High Court judge Oscar Angote yesterday also extended an injunction issued in March against Mary Runguru, the defendant, restraining her or her agents from trespassing or damaging any structure on the disputed property until the case is heard and determined.
The petitioners, registered as Native Winners, have moved to court to challenge Runguru’s claim on the property, saying they legally bought the land from Runguru’s husband, Njoroge Wainaina, now deceased.
Through their lawyer Thomas Kabaka, the petitioners told the court that invasion of their property by hired goons to harass and evict their members was against active orders issued by the same court.
“My clients are deeply concerned about a recent development where hired goons enjoying the protection of armed police officers harassed and attempted to evict them from their homes.
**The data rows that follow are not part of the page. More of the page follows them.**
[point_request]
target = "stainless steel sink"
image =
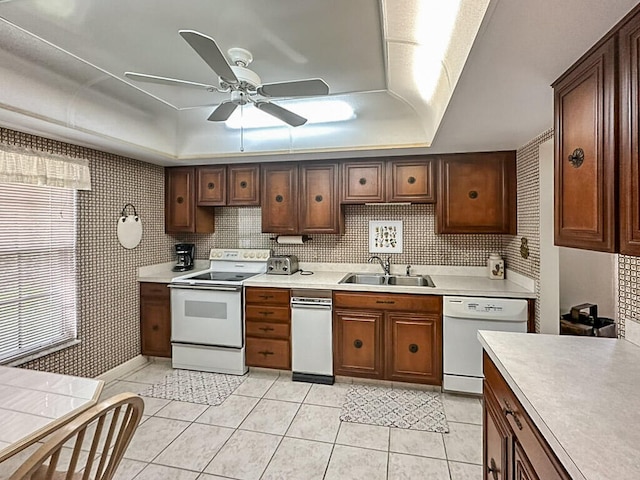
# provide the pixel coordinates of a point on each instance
(364, 279)
(398, 280)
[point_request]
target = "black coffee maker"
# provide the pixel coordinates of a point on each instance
(185, 253)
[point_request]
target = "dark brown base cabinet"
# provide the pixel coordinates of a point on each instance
(268, 328)
(155, 319)
(384, 337)
(513, 448)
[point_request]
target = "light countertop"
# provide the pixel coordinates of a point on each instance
(470, 281)
(583, 394)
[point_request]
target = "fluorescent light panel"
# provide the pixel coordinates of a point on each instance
(314, 110)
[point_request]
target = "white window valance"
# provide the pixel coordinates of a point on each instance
(33, 167)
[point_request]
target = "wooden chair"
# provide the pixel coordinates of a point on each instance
(108, 427)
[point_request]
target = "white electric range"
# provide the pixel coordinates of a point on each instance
(207, 328)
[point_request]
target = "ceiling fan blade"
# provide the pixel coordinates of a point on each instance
(222, 112)
(143, 77)
(208, 49)
(283, 114)
(296, 88)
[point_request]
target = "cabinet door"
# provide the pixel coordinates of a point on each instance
(410, 181)
(211, 185)
(244, 185)
(280, 198)
(357, 344)
(477, 193)
(414, 348)
(585, 153)
(496, 440)
(155, 320)
(630, 137)
(319, 210)
(179, 197)
(363, 182)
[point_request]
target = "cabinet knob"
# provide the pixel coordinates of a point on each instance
(576, 158)
(493, 469)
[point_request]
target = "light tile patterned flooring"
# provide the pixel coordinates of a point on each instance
(272, 428)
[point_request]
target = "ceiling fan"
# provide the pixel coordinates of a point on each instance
(243, 84)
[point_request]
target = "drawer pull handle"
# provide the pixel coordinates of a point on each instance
(509, 411)
(576, 158)
(493, 469)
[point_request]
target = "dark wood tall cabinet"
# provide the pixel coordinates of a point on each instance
(182, 214)
(585, 152)
(477, 193)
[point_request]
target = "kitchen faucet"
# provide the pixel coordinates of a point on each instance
(386, 265)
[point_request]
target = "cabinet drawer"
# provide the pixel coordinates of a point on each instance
(267, 313)
(393, 302)
(150, 289)
(547, 466)
(267, 329)
(267, 296)
(262, 352)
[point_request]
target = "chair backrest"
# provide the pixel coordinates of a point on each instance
(95, 441)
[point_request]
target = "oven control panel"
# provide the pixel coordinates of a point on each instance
(240, 254)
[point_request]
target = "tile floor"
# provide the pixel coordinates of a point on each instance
(272, 428)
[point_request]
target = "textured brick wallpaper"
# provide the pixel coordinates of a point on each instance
(108, 316)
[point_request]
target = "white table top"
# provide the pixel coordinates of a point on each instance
(583, 394)
(32, 402)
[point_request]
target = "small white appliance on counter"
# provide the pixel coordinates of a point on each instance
(462, 351)
(312, 336)
(207, 331)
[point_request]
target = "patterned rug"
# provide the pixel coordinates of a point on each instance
(195, 387)
(394, 407)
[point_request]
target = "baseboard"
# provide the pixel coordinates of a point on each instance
(123, 369)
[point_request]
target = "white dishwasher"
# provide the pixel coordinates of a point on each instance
(312, 336)
(462, 352)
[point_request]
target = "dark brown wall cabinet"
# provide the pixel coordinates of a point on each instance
(155, 319)
(477, 193)
(301, 198)
(597, 126)
(390, 336)
(182, 214)
(268, 327)
(513, 447)
(409, 179)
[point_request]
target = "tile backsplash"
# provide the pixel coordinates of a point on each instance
(241, 227)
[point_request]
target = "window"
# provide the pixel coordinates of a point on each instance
(38, 269)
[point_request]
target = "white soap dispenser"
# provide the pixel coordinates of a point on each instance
(495, 267)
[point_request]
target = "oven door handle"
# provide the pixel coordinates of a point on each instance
(207, 287)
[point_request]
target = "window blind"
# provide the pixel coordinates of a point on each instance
(38, 268)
They are now living in fear of being harmed or even killed,” Kabaka told Justice Angote.
In a sworn affidavit, Daniel Kinyanjui - one of the homeowners - said members of Native Winners were not in occupation of the land illegally as alleged by Runguru.
“I am apprehensive if the defendant is not restrained by court she will carry out the purported eviction to our detriment and we will stand to suffer irreparable loss,” Kinyanjui said.
Last year, Runguru published a notice to the current occupants to vacate the said land, claiming the property was registered in her name.
Runguru demanded that the homeowners immediately stop any further activities or trespassing on the land and bring down any buildings erected on the land.
Justice Angote directed that the restraining orders be complied with, failure to which the defendant will be cited for contempt of court.
A ruling will be delivered on February 14.